Dressed up as a zombie-action movie it’s really more of a heist flick, complete with all the familiar plot points: shady businessman recruiting a former soldier for a nearly impossible job, said soldier putting together a team of “specialists” who happen to all be eccentric in their own ways, a notoriously difficult safe that needs cracking, and a secret underground vault in Las Vegas. Think Ocean’s Eleven with zombies. However, what made the Ocean’s franchise work was the character dynamics.
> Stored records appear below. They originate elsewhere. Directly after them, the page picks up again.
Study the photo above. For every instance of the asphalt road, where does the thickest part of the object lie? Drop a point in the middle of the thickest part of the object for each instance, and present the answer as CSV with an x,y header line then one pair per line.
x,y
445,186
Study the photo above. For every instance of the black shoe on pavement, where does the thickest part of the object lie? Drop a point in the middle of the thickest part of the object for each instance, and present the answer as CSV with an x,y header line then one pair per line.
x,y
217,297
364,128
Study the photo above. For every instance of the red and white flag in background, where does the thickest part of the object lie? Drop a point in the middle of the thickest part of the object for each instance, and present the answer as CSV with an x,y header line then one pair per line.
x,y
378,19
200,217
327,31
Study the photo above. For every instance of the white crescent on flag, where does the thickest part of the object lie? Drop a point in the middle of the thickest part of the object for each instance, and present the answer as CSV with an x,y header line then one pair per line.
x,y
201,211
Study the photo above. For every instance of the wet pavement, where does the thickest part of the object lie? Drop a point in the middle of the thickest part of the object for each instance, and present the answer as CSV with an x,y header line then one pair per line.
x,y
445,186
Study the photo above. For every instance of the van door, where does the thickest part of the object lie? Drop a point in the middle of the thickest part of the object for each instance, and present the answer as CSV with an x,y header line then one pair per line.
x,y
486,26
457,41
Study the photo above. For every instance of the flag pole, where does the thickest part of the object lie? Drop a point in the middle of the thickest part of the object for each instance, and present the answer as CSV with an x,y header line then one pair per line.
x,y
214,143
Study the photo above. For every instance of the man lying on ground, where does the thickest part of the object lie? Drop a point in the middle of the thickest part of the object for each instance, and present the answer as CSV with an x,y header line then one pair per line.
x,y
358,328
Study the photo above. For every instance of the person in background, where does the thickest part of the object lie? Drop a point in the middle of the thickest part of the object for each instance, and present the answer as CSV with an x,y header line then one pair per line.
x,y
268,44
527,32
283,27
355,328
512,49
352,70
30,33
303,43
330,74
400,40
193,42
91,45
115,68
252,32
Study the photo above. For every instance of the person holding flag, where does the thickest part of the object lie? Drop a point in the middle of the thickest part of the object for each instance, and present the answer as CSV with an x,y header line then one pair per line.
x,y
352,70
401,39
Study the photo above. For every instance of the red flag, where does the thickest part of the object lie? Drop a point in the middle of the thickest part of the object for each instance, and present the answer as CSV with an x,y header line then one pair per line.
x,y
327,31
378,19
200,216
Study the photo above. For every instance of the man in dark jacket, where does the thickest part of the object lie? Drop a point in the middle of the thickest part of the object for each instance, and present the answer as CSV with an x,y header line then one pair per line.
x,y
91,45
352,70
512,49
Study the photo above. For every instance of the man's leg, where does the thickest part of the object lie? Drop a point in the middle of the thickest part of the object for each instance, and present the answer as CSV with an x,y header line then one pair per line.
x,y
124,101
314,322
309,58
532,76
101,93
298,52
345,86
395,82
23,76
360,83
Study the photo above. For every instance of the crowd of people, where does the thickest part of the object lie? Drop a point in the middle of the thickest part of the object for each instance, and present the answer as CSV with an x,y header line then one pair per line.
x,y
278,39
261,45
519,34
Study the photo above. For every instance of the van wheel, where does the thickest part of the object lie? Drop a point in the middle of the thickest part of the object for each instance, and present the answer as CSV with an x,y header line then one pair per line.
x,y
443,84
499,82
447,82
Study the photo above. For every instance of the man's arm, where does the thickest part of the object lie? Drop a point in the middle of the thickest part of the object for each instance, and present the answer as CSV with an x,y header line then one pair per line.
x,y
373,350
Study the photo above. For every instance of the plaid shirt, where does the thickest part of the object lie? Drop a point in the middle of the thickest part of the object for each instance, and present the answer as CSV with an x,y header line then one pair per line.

That’s the reason why I loved Snyder’s Dawn of the Dead (2004), but it’s ultimately the Achilles’ heel for AOTD. Dave Bautista is a good lead but the role stripped out the comedy chops he’s established so well over his acting career, swapping it for an ill-fitting father-daughter relationship with Ella Purnell. It could have worked better, but the focus is constantly getting pulled from the father/daughter angle so, by the time it’s supposed to be most impactful, it’s not as well-earned as you’d hope for. I like the idea of him stretching his range as an actor, it’s just strange that there is humor in the script but he’s not the focal point.
There are good characters in this story, sort of a Suicide Squad vibe, and they are played well (Nora Arnezeder, Theo Rossi, Omari Hardwick, and Matthias Schweighöfer in particular) but the interpersonal relationships take a back seat to extended action scenes that comprise what felt like 75% of the movie. There is only so much time you can dedicate to shooting endless zombies in the head before it becomes redundant, and that happened too early on.
Synder and his writing partners, Shay Hatten and Joby Harold, came up with an interesting new brand of zombies. In exploring their origins and their existence inside Vegas, Synder & Co. managed to convey a good amount of motivation and emotion for the alpha zombies…arguably more than they did for their human counterparts. But again, the aspect that really made this zombie movie unique was the subtext to a fairly generic main story.
Synder accumulated a lot of equity with fans after the whole Justice League situation, and this movie certainly benefitted from that support. The full potential of this concept wasn’t fully realized, but not everyone out there is looking for the same things I am.
Recommendation: If you’re an ardent fan of Snyder’s filmmaking, have a soft spot for heist movies, or want some mindless zombie shooting mayhem, you’ve come to the right place.